Cabe agora abordar um ponto que talvez seja um dos mais conhecidos e falados: as eleições. “Coronelismo”, “voto de cabresto”... Enfim, a manipulação eleitoral é sempre colocada como um vício próprio deste período. Porém, mostraremos que, embora tenham de fato ocorrido fraudes em determinados momentos, a análise do sufrágio eleitoral até 1930 nos mostra outras características importantes, mas pouco relatadas pela historiografia.

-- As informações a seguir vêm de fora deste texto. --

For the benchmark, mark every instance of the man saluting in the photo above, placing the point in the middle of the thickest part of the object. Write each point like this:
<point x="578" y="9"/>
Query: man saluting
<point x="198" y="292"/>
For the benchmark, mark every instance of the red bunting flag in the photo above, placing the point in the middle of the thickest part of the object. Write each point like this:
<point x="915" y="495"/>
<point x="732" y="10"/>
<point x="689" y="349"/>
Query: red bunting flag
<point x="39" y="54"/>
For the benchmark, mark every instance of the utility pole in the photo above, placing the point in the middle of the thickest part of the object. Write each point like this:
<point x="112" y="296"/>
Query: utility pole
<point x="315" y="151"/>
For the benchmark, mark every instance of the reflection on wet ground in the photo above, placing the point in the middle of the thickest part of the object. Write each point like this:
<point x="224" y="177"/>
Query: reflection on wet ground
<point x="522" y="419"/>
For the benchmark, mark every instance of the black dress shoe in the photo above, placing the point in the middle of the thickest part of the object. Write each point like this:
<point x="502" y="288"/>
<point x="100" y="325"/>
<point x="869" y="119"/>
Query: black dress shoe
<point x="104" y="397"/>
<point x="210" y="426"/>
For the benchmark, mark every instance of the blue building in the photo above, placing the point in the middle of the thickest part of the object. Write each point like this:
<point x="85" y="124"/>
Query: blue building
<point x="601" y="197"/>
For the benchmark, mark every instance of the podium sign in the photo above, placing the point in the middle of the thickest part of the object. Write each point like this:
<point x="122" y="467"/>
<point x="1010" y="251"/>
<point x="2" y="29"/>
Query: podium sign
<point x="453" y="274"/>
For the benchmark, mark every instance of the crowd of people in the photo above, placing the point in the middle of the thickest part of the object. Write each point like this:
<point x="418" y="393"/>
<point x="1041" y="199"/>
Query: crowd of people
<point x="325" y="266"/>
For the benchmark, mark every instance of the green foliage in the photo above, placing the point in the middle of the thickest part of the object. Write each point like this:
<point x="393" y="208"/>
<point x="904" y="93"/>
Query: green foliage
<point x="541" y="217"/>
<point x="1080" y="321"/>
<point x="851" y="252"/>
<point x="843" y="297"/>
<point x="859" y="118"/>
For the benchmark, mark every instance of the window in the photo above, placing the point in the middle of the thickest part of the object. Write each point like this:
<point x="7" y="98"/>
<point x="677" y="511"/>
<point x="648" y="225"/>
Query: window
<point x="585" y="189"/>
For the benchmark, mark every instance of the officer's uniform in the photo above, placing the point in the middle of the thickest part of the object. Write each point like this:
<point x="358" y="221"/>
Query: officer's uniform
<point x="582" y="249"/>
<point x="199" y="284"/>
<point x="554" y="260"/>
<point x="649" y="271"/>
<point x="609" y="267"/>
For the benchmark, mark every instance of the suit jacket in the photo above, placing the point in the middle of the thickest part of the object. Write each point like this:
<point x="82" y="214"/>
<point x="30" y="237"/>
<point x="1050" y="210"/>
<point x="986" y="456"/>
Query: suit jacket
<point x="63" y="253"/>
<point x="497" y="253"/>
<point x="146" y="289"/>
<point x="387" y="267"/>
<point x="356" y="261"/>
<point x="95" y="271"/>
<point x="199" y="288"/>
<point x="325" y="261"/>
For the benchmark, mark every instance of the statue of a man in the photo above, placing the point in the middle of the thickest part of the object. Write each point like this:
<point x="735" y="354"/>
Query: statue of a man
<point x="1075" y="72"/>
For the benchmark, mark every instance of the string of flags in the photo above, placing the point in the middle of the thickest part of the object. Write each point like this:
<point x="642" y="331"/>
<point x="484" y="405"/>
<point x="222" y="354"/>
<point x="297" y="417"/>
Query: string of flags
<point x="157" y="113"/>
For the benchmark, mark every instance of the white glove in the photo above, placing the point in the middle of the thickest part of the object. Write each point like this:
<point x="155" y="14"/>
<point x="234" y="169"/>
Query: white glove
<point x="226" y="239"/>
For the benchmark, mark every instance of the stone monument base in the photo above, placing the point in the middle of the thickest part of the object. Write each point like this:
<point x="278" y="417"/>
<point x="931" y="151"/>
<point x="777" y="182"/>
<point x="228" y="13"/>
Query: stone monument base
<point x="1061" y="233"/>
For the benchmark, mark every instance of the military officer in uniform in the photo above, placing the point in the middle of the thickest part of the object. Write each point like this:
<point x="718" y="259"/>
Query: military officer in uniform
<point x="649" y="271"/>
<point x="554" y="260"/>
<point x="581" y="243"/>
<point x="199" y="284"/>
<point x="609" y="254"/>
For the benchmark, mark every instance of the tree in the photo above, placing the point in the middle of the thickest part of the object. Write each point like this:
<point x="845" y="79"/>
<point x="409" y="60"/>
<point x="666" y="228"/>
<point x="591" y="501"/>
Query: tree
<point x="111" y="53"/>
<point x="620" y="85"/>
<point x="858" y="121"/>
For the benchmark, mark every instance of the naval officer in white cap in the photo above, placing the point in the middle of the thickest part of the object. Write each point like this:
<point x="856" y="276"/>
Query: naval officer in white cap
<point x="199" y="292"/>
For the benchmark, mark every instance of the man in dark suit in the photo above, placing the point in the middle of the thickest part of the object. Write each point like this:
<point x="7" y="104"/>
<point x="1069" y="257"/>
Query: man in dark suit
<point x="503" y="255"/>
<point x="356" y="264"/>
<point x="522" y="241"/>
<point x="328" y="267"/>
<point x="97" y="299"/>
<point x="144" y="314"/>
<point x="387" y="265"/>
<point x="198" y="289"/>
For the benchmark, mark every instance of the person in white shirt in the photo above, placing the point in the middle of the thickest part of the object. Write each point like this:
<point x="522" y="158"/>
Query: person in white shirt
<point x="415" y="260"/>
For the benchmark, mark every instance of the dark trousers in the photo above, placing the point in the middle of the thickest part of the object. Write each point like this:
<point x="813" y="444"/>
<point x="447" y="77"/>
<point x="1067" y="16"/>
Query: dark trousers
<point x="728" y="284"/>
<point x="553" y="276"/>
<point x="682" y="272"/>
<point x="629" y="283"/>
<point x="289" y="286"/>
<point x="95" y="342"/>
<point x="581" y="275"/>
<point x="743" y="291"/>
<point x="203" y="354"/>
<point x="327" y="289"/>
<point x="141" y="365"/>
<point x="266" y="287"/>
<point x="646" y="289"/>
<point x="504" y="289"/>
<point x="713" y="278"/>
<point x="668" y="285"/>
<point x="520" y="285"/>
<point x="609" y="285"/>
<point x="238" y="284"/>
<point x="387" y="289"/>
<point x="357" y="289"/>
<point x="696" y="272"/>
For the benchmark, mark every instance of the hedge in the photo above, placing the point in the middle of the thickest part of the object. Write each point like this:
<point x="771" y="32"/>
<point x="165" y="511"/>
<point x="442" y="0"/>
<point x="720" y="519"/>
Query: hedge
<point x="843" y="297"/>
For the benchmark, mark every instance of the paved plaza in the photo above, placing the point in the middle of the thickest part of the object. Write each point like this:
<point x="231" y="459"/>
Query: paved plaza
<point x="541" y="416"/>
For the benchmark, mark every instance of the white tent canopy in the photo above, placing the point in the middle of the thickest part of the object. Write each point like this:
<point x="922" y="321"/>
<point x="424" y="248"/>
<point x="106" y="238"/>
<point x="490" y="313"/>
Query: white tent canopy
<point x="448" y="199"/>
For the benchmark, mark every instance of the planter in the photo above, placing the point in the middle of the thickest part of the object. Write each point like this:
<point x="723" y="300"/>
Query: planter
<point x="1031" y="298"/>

A Política dos Governadores, criada pelo presidente Campos Sales, deu a direção do período republicano, mas não era infalível ou indefectível. De fato, o coronelismo foi a base para que os candidatos do governo obtivessem repetidas vitórias eleitorais, mas por diversas vezes ocorreram eleições competitivas. Para citar somente as presidenciais, podemos lembrar os pleitos de 1910 – Hermes da Fonseca vencendo Rui Barbosa –, 1922 – Artur Bernardes vencendo Nilo Peçanha – e de 1930 – Júlio Prestes vencendo Getúlio Vargas –, disputas motivadas por problemas políticos entre as elites, quando não houve consenso sobre o candidato que teria amplo apoio das oligarquias.
Estudos mais recentes mostram que, de fato, houve competitividade em diversos pleitos eleitorais e que havia outras estratégias para além da simples manipulação da contagem dos votos ou ameaça aos eleitores.
Jaqueline Zulini e Paolo Ricci destacam que as estratégias para direcionar uma eleição passavam também por prestar favores a eleitores, oferecer almoços, perdoar dívidas, ou seja, práticas para além da simples utilização do medo e da repressão – embora estas também existissem, é claro. Para esses pesquisadores, a disputa entre governistas e opositores começava já na busca pelo monopólio da máquina-eleitoral, desde o alistamento dos eleitores, até a decisão de quem iria compor as mesas e contar os votos nas Juntas Apuradoras.
Portanto, a “Primeira República” é muito mais complexa do que se pode imaginar e, cada vez mais, novos estudos mostram os múltiplos fatores políticos, culturais, econômicos e sociais deste período. Cada vez mais essa espécie de preconceito que a cerca vem se dissolvendo. Assim, a escrita e o ensino de História têm lançado novos olhares sobre essas primeiras décadas republicanas, de 1889 até 1930. Não como um momento a ser esquecido e relegado ao passado – visão perpetuada pelo governo Vargas –, mas como parte fundamental da vida de nosso país, que deve ser analisada em todos os seus detalhes para uma melhor compreensão da sociedade brasileira e do Brasil como um todo.